Dans la rubrique conseil de lecture, deux articles récents et intéressants ont attiré ma curiosité.
Le premier est rédigé par le Professeur Kalflèche (Secteur public et concurrence : la convergence des droits : AJDA 2007, p. 2420). Il expose brillamment les points de convergence entre les droits de la concurrence et de la commande publique. Rappelant l'évolution du droit des marchés publics d'un droit budgétaire à un droit des contrats, l'auteur démontre que le droit de la commande publique est à la fois un droit des contrats soumis au droit de la concurrence et un droit de la concurrence spécial. Cette étude intéresse évidemment les sociétés d'économie mixte qui peuvent être à la fois pouvoir adjudicateur et candidat à un appel d'offres.
Le second article est l'oeuvre de Jean-Philippe Kovar qui revient dans la revue Droit administratif (2007, études 18) sur l'évolution du principe de liberté du commerce et de l'industrie (Où en est la liberté du commerce et de l'industrie ?). On aurait pu croire ce principe abandonné avec la reconnaissance du principe de libre concurrence. Pourtant, le Conseil d'Etat y reste attaché et, chose originale, la loi n° 2007-1224 du 21 août 2007 l'a consacré "principe constitutionnel".
L'auteur revient sur les décisions récentes qui font application des principes de liberté du commerce et de l'industrie et de libre concurrence. Le premier vise le principe de l'intervention des personnes publiques sur le marché ; le second les modalités de cette intervention.
La cohabitation de ces deux principes paraît cependant délicate tant l'un semble exclure l'autre. Comment combiner une appréciation abstraite de l'intervention publique justifiée par la carence ou l'insuffisance de l'initiative privée avec un examen concret fondé sur la comparaison du comportement de la personne publique avec celui des autres acteurs du marché ?
A moins d'envisager que l'intérêt public ne se résume pas à l'hypothèse de carence ou d'insuffisance de l'initiative privée. Dans ses arrêts Territoire de la Polynésie française et Ordre des avocats au barreau de Paris, le Conseil d'Etat distingue d'ailleurs carence de l'initiative privée et intérêt public.
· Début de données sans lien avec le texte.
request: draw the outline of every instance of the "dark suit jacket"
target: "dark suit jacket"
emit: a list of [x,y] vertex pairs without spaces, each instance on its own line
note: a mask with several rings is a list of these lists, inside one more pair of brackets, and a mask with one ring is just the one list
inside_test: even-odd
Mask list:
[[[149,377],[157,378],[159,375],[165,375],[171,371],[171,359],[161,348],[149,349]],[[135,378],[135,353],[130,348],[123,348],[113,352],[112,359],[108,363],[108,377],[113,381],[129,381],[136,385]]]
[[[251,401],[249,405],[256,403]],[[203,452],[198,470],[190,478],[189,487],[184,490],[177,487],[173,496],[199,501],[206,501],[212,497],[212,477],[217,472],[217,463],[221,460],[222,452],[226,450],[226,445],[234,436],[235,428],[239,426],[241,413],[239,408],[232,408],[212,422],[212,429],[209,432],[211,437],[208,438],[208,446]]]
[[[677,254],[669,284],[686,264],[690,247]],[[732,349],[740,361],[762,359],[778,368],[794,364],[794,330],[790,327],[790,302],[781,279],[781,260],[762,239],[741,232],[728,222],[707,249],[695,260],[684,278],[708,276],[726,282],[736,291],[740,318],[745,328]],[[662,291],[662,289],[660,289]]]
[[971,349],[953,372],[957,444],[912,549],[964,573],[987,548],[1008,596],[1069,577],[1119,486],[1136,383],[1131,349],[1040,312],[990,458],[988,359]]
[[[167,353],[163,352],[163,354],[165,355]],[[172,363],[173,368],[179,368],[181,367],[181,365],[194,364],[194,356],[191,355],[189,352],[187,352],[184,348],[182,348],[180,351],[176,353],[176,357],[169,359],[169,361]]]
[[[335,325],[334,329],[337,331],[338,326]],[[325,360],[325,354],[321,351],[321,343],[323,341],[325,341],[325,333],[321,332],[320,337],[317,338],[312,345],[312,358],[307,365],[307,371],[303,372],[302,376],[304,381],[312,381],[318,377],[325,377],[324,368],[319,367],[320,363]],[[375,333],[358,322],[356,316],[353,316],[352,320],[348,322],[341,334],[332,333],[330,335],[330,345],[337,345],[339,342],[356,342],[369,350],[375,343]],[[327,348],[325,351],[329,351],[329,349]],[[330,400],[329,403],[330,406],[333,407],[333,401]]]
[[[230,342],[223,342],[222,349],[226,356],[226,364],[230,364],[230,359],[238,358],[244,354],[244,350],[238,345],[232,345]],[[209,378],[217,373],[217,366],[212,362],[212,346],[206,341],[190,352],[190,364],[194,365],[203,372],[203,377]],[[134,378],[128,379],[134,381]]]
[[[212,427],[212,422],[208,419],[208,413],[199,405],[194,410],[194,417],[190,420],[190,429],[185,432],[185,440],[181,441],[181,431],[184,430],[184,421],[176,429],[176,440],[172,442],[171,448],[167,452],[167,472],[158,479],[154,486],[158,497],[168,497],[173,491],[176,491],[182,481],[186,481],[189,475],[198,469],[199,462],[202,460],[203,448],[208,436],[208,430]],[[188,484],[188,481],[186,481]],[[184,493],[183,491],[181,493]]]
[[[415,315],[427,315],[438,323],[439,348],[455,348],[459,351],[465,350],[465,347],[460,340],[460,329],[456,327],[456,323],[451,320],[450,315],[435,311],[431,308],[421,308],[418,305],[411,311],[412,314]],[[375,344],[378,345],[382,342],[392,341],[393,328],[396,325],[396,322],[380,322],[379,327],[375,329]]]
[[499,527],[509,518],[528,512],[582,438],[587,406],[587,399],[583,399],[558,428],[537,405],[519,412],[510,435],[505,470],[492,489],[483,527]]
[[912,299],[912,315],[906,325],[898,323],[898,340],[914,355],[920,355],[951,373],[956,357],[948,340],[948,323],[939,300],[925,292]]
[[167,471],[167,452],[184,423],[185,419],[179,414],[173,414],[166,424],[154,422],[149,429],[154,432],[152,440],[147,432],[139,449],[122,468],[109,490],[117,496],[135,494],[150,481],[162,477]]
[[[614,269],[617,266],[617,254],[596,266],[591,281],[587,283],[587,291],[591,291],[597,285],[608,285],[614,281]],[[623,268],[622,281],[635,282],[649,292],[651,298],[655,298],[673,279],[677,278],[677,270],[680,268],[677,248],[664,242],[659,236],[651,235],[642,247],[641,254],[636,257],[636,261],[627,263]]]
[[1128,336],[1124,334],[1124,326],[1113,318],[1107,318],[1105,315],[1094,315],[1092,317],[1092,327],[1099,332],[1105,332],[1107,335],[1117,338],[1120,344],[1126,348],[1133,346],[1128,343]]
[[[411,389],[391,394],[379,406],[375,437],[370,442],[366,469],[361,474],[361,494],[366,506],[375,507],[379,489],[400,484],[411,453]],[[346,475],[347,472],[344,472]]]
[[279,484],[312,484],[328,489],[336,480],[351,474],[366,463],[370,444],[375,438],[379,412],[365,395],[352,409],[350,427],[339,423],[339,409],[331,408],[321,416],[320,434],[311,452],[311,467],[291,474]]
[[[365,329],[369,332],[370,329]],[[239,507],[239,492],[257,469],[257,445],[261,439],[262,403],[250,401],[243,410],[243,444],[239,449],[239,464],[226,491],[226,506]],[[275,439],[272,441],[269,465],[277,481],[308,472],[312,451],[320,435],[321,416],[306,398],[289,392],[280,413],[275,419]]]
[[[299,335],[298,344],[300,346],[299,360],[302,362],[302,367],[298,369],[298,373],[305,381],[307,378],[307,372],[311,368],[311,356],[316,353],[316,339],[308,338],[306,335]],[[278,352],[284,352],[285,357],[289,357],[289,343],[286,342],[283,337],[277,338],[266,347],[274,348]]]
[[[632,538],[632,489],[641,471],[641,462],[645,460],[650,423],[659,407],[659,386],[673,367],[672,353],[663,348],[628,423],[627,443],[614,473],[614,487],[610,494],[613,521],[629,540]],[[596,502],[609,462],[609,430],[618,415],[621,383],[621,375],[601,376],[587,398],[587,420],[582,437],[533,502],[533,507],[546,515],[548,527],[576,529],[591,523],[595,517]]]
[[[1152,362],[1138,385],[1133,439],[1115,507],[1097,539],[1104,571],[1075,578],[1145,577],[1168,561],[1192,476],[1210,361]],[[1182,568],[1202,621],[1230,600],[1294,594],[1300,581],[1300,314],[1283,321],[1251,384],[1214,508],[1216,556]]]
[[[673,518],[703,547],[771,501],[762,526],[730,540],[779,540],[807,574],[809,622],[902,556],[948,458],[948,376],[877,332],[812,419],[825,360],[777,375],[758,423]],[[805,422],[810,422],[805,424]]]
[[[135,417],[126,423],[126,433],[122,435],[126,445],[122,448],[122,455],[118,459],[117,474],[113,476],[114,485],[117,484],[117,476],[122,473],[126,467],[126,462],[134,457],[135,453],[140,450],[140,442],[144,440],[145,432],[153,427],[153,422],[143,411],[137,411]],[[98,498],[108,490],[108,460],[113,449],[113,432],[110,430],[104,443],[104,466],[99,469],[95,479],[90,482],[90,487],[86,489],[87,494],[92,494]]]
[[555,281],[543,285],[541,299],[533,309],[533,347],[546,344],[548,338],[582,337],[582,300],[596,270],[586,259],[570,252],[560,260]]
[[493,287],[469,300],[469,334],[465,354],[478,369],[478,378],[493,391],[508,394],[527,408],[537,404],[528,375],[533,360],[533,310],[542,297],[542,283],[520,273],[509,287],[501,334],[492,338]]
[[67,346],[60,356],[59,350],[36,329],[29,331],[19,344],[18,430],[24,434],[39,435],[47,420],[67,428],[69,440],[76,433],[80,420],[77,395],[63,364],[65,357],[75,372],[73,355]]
L'apport de l'auteur est de rappeler que le critère de la carence de l'initiative privée n'apparaît absolument pas dans l'arrêt fondateur Chambre syndicale du commerce en détail de la ville de Nevers. C'est une leçon à méditer : c'est avant tout l'intérêt public qui justifie l'intervention des personnes publiques, notamment par le biais de la participation au capital d'une société.